The Great Australian Bight is a pristine marine sanctuary along the southern coast of Australia – more than 85% of the known species there are found nowhere else in the world.1
EDO has acted to conserve the abundance of life in the Bight and hold to account the corporations who wish to drill for oil and gas in its pristine waters.
The Need for Transparency
A key theme of our work in the Bight has been to ensure the public has access to critical information about what fossil fuel companies are doing — or planning to do — there.
The National Offshore Petroleum Safety and Environmental Management Authority (NOPSEMA) took over the federal Environment Minister’s approval powers for offshore petroleum projects in 2014. There have been a number of transparency issues with NOPSEMA since it took on this role. A review of the first year of operations following the handover found that stakeholders do not perceive NOPSEMA to be a transparent regulator and decision-maker.2
FOI Win on Potential Dangers
In 2018, EDO helped Greenpeace Australia Pacific obtain documents under Freedom of Information laws which reveal the potential dangers involved in drilling for oil in the Bight.
The emergency plans prepared by resources company BP to deal with an oil spill there were released after a two-year battle with NOPSEMA.

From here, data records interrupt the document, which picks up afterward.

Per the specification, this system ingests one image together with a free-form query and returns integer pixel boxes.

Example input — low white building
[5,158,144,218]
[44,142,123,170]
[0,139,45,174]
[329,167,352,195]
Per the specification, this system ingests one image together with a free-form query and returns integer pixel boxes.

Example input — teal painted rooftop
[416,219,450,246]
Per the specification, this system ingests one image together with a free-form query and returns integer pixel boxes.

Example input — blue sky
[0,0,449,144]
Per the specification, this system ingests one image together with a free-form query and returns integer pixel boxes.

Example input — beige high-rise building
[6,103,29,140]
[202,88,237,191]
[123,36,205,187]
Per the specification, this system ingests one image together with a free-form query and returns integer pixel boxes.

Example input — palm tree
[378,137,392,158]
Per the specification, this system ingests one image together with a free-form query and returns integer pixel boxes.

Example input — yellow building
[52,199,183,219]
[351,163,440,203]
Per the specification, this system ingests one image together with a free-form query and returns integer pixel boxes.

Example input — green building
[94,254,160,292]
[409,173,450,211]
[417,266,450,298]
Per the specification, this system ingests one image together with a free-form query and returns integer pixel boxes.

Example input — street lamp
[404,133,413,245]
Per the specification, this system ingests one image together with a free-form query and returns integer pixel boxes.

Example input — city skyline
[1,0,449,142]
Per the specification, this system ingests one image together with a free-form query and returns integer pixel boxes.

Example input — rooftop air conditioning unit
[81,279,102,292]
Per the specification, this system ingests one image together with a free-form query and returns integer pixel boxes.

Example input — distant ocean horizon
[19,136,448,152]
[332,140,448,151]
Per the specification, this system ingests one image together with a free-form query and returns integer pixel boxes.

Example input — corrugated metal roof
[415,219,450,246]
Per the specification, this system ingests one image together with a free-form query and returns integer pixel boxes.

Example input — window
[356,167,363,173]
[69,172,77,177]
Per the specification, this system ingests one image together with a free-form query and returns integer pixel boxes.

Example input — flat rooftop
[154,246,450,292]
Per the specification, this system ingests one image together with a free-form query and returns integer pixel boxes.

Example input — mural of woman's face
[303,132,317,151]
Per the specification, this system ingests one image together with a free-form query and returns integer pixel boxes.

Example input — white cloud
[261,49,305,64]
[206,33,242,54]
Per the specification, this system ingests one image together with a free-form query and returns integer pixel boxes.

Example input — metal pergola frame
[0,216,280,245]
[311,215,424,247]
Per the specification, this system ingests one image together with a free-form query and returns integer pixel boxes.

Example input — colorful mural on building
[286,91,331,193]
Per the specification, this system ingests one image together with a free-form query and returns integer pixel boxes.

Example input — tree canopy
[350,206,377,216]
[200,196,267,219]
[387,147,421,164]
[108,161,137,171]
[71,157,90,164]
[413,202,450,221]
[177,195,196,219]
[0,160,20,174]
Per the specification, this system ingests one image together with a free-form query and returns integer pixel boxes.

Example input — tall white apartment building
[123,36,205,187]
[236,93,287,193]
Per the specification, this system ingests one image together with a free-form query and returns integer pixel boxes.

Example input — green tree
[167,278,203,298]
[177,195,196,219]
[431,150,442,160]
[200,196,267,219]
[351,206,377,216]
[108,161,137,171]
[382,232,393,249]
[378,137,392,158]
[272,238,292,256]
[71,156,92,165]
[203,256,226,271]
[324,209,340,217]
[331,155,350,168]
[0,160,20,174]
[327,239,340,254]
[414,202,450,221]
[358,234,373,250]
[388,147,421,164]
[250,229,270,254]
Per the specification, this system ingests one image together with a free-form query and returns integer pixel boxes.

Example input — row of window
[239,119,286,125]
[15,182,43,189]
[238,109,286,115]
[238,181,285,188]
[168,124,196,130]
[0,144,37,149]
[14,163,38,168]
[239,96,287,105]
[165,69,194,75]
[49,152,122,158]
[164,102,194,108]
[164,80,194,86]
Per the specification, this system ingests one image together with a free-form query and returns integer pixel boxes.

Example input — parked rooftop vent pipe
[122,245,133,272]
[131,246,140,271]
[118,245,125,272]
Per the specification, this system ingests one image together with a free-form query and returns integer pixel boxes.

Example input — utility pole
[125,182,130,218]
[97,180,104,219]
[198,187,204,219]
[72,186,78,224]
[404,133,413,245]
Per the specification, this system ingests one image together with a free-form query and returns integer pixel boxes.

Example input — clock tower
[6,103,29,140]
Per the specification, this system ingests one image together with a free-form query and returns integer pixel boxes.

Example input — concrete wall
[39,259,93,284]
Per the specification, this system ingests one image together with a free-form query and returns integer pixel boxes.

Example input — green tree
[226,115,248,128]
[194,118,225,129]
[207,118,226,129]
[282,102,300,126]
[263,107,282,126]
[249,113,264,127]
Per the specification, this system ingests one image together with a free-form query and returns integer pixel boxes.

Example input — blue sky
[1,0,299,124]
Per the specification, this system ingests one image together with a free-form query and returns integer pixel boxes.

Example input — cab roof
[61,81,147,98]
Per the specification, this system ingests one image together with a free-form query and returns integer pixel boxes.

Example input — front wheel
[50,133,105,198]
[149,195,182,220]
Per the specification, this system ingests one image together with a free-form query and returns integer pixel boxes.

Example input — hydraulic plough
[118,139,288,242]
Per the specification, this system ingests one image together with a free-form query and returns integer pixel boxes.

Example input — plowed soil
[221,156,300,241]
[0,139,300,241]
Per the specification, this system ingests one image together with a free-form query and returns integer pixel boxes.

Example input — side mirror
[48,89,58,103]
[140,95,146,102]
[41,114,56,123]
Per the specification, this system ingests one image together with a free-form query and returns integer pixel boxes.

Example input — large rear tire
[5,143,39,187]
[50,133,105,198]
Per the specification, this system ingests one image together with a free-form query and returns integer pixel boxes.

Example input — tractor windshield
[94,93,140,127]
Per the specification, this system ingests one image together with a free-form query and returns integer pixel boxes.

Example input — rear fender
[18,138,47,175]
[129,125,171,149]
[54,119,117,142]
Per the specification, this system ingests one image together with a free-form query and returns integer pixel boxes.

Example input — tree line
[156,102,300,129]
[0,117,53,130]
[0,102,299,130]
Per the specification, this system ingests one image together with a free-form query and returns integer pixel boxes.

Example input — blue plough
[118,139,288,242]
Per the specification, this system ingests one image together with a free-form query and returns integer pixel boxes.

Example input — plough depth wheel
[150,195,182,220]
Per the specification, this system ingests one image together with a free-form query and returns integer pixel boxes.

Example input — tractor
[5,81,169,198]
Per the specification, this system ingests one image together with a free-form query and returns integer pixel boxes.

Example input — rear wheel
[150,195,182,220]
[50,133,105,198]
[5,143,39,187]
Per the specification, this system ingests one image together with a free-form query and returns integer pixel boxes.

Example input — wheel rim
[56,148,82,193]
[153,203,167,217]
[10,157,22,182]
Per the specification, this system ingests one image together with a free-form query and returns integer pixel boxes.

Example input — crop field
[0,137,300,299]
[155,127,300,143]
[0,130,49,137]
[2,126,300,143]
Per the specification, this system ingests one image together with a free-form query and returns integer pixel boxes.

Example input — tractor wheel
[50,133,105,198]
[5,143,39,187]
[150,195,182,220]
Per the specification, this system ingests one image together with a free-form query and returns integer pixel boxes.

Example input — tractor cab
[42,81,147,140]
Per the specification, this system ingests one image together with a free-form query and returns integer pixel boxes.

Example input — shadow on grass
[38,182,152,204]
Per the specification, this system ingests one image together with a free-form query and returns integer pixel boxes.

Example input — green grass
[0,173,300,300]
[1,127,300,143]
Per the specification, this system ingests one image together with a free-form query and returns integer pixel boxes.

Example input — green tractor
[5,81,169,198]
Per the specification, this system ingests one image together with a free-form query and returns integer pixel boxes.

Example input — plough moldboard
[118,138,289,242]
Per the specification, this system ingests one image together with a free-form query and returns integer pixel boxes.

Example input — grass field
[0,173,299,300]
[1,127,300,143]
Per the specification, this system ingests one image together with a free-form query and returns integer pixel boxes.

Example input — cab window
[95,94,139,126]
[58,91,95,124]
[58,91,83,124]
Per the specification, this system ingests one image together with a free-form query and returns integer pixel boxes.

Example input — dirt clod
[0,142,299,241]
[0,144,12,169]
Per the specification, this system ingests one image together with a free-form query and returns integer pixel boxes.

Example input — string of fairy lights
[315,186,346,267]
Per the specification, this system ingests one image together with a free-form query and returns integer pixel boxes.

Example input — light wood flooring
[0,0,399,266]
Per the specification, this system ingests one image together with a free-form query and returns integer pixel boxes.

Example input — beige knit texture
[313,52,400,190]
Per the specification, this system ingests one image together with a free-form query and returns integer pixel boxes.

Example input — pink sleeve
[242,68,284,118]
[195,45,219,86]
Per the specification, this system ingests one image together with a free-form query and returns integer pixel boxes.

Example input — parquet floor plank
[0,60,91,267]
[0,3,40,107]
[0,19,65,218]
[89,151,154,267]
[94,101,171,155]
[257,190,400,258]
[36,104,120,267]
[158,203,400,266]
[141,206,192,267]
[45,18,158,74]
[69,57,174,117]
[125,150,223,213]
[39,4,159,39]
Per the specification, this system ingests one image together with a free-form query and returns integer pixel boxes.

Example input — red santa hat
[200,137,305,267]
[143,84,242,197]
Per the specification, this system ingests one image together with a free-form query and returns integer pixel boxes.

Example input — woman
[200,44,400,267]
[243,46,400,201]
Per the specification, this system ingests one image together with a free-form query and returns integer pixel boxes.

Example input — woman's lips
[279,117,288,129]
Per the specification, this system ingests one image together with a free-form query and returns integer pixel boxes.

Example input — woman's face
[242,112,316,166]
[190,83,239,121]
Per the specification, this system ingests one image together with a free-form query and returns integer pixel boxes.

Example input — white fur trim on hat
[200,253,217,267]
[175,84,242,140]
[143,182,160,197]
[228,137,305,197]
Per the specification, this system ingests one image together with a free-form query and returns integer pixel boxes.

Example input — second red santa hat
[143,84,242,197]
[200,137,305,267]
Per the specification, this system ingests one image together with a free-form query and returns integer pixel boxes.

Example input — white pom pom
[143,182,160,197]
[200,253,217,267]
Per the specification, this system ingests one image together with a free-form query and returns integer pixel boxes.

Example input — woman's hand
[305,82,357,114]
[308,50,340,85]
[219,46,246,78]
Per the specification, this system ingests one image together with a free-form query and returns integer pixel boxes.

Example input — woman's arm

Greenpeace began the FOI proceedings in August 2016 and within months obtained the plans. However, the documents were heavily redacted on the basis that release of complete documents was contrary to the public interest, due to personal privacy and possible adverse business effects.
Greenpeace then sought EDO’s help in having the entirety of the documents released through external review by the Australian Information Commissioner (IC) of the NOPSEMA decision. EDO argued that there were no adverse business effects and it was in the public interest to disclose the entire documents in order to inform public debate, increase scrutiny of Government and provide the Australian community with access to information in line with the objectives of FOI laws.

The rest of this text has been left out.